Sadly, Petrich knows his is a dying profession.
As technology progresses, pianos fade away.
"The piano industry is dropping rapidly," he said.
"People are buying electric synthesizers that play songs with one push
of the button."
The fading past of the piano
In recent years he's seen an increasing number of
people disposing of upright pianos. They are becoming a trashed generation
-- something that Petrich, an eco-conscious and piano-loving person, hates
to see. The piano industry, according to Petrich, is a direct reflection
of the economy.
"People are either buying $20,000 pianos or, on
the opposite end of the spectrum, are renting from me," he said.
Petrich claims the lowest rental rates on the island
at $15 and up. The price includes free repair, tuning and moving.
"I've had people from New York calling me to get
pianos," he said.
Petrich admits his pianos might not always be the
prettiest, but overall function is the prime goal while he slowly but surely
works on the refinishing of the pianos' exteriors.
"I have some really nice pianos, but on most of
them I have focused on taking care of the inside," he said.
With an inventory of around 160 pianos, Dean Petrich
is not sure where he can put many more. There are pianos at local
storage units, in storage at his home and he has already almost filled
a storage unit he recently constructed near his home. He's at the
point where he might have to dispose of some of the less fortunate and
he hates the thought.
"I hate throwing perfectly good pianos into the
dump when they could still be played," he said.
Everything comes in time. The heyday of pianos
appears to be fading, and every day the wear of life is apparent.
Petrich figures if he focused on the task of rebuilding all his pianos,
he'd be at it for nine years without pay. That's two weeks per piano.

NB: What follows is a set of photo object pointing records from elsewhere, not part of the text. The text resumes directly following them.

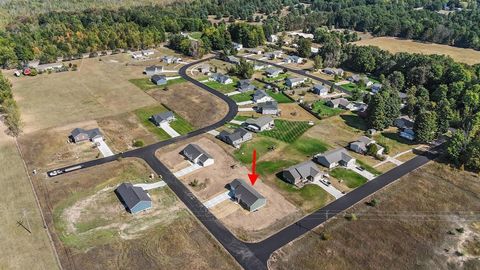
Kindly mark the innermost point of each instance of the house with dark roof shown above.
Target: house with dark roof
(303, 172)
(197, 155)
(259, 124)
(80, 135)
(163, 117)
(246, 195)
(159, 79)
(334, 158)
(269, 108)
(236, 138)
(135, 199)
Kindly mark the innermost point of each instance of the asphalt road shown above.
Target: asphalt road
(252, 255)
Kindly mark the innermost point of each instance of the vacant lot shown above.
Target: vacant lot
(21, 250)
(394, 45)
(97, 89)
(427, 220)
(87, 238)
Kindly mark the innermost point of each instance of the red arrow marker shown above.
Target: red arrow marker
(253, 176)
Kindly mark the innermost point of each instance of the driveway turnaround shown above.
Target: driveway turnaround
(217, 199)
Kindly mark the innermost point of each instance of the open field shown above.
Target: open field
(424, 221)
(394, 45)
(98, 89)
(87, 238)
(21, 250)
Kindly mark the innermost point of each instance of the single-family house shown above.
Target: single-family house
(246, 195)
(221, 78)
(159, 79)
(268, 108)
(135, 199)
(260, 96)
(273, 72)
(320, 89)
(197, 155)
(260, 124)
(293, 59)
(294, 82)
(303, 172)
(80, 135)
(236, 138)
(334, 158)
(162, 118)
(153, 70)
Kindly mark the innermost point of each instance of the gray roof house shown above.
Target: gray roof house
(294, 82)
(197, 155)
(135, 199)
(159, 79)
(80, 135)
(236, 138)
(246, 195)
(163, 117)
(320, 90)
(333, 158)
(260, 124)
(306, 171)
(245, 86)
(269, 107)
(153, 70)
(261, 96)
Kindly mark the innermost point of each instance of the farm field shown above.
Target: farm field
(411, 225)
(25, 250)
(86, 236)
(395, 45)
(97, 89)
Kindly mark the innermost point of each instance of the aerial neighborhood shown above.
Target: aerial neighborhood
(240, 135)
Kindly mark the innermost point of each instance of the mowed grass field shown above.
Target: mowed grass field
(20, 249)
(98, 89)
(395, 45)
(426, 220)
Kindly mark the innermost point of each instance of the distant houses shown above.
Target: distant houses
(260, 124)
(303, 172)
(197, 155)
(135, 199)
(162, 118)
(334, 158)
(246, 195)
(236, 138)
(81, 135)
(159, 79)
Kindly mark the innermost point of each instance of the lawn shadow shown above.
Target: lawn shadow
(354, 121)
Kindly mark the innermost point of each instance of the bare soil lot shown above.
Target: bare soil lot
(20, 249)
(97, 89)
(194, 104)
(394, 45)
(75, 205)
(212, 181)
(424, 221)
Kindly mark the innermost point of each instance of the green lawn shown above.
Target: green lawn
(287, 131)
(351, 179)
(242, 97)
(180, 124)
(261, 145)
(324, 111)
(309, 146)
(280, 97)
(146, 84)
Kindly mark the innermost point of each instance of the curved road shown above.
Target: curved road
(251, 255)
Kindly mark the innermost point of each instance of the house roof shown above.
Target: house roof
(193, 151)
(304, 170)
(132, 195)
(244, 192)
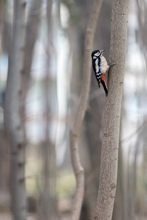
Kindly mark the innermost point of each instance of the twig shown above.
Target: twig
(76, 130)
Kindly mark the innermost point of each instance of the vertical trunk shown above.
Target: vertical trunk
(13, 116)
(48, 209)
(84, 96)
(112, 113)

But, he said, he's not a workaholic; just smart
about divvying his time. Immediately after obtaining his planner
for the year, he writes in blank time, vacation time and play time.
"Most people do it the other way around and have
to fit in time for themselves," he said. "I always have time."
Photo caption: Dean Petrich prepares to swivel a piano and unload it from a truck and into a storage facility near his Langley home. Petrich's method of moving pianos allows a single person to move a piano weighing hundreds of pounds through a series of pivots and turns.
Photo caption: Dean Petrich has so many pianos he almost doesn't know what to do. His inventory of around 160 pianos si stored at various locations and is packed in like a can of sardines.